Selon l’Etat islamique, un de ses kamikazes a tué plusieurs personnes lorsqu’il s’est fait exploser lundi dans un bâtiment public de la ville syrienne de Raqqa, sous le contrôle d’une milice dirigée par des Kurdes et soutenue par les États-Unis.

Le groupe djihadiste ultra-extrémiste a revendiqué l’attaque dans un communiqué publié par l’agence de presse affiliée Amaq.

Selon le communiqué, l’attaque visait un centre de recrutement à Raqqa et 17 personnes ont été tuées ou blessées. Amaq n’a fourni aucun autre détail.
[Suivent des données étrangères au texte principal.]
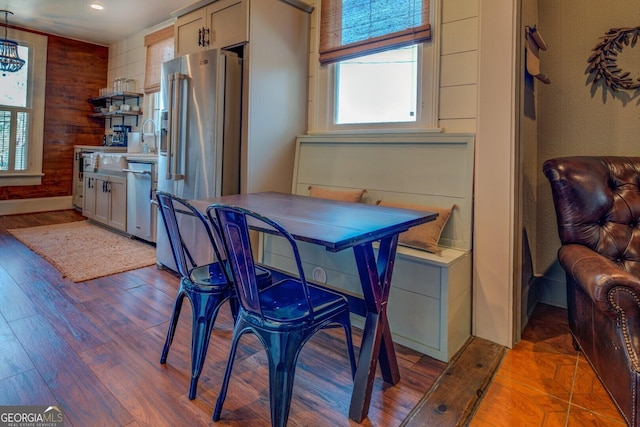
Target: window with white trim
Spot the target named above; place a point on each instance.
(378, 66)
(22, 113)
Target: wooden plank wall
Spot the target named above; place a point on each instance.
(75, 72)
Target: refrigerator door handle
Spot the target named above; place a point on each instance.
(171, 123)
(176, 143)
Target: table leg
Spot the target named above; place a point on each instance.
(377, 345)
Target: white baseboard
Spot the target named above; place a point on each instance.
(44, 204)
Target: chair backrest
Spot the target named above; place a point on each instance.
(233, 223)
(597, 202)
(169, 205)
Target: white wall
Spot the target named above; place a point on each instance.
(127, 59)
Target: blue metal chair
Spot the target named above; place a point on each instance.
(284, 316)
(206, 286)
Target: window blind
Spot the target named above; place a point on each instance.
(352, 28)
(159, 49)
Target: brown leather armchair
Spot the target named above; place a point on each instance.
(597, 201)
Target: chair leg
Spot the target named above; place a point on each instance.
(205, 310)
(237, 332)
(351, 352)
(177, 306)
(283, 358)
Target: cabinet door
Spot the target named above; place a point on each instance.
(89, 199)
(228, 23)
(187, 27)
(102, 199)
(78, 182)
(117, 190)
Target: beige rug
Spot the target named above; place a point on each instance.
(83, 251)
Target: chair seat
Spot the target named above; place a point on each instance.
(209, 275)
(212, 275)
(284, 302)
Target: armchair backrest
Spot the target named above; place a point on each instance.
(597, 202)
(169, 204)
(233, 224)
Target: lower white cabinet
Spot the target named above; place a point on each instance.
(105, 199)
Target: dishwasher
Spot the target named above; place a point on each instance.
(141, 191)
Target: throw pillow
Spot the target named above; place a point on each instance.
(342, 195)
(424, 236)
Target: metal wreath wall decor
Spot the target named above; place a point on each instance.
(603, 62)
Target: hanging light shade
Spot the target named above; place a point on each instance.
(9, 59)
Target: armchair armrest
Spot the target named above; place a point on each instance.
(596, 274)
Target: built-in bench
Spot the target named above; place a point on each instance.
(430, 300)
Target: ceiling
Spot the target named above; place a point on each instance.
(75, 19)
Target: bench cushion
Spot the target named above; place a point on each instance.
(425, 236)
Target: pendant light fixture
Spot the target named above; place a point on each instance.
(9, 59)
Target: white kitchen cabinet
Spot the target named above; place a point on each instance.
(272, 38)
(221, 24)
(105, 199)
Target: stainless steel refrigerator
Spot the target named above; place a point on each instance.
(199, 155)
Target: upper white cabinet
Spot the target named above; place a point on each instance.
(217, 25)
(272, 38)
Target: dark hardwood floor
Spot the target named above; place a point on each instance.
(93, 349)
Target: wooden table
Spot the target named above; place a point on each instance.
(338, 226)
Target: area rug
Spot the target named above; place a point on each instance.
(84, 251)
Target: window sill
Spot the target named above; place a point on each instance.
(20, 180)
(375, 131)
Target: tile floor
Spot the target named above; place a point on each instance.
(543, 381)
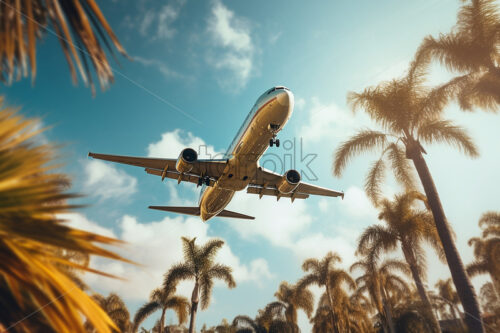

Les Forces démocratiques syriennes (SDF) dirigées par les Kurdes n’ont pas réagi dans l’immédiat. Elles se sont emparées de l’Etat islamique dans le nord-est de la Syrie avec l’aide cruciale de frappes aériennes dirigées par les États-Unis en 2017, après des mois de combats dévastateurs.

Reuters a contacté deux habitants de Raqqa qui ont entendu une explosion dans un quartier central de la ville où l’armée SDF a des bureaux. Des miliciens avaient bouclé la zone et les rues avoisinantes après l’explosion, ont indiqué les habitants.

Raqqa, qui a été proclamée capitale du califat autoproclamé, a été emportée par les FDS six ans plus tard dans la guerre civile en Syrie après une longue bataille qui a tué des milliers de civils et anéanti une grande partie de la ville.

Reconstruire et restaurer Raqqa, qui abritait autrefois plus de 200 000 personnes, s’avère être une tâche monumentale.

Depuis qu’il a perdu presque toutes les étendues de territoire qu’il a prises lors d’offensive contre la foudre en Syrie et en Irak en 2014-2015, l’Etat islamique est revenu à des attaques et des embuscades meurtrières.

Certaines personnes à Raqqa sont opposées au contrôle effectif des Kurdes sur la ville principalement arabe, beaucoup s’opposant à l’enrôlement obligatoire de ses forces et aux lourdes taxes imposées aux civils.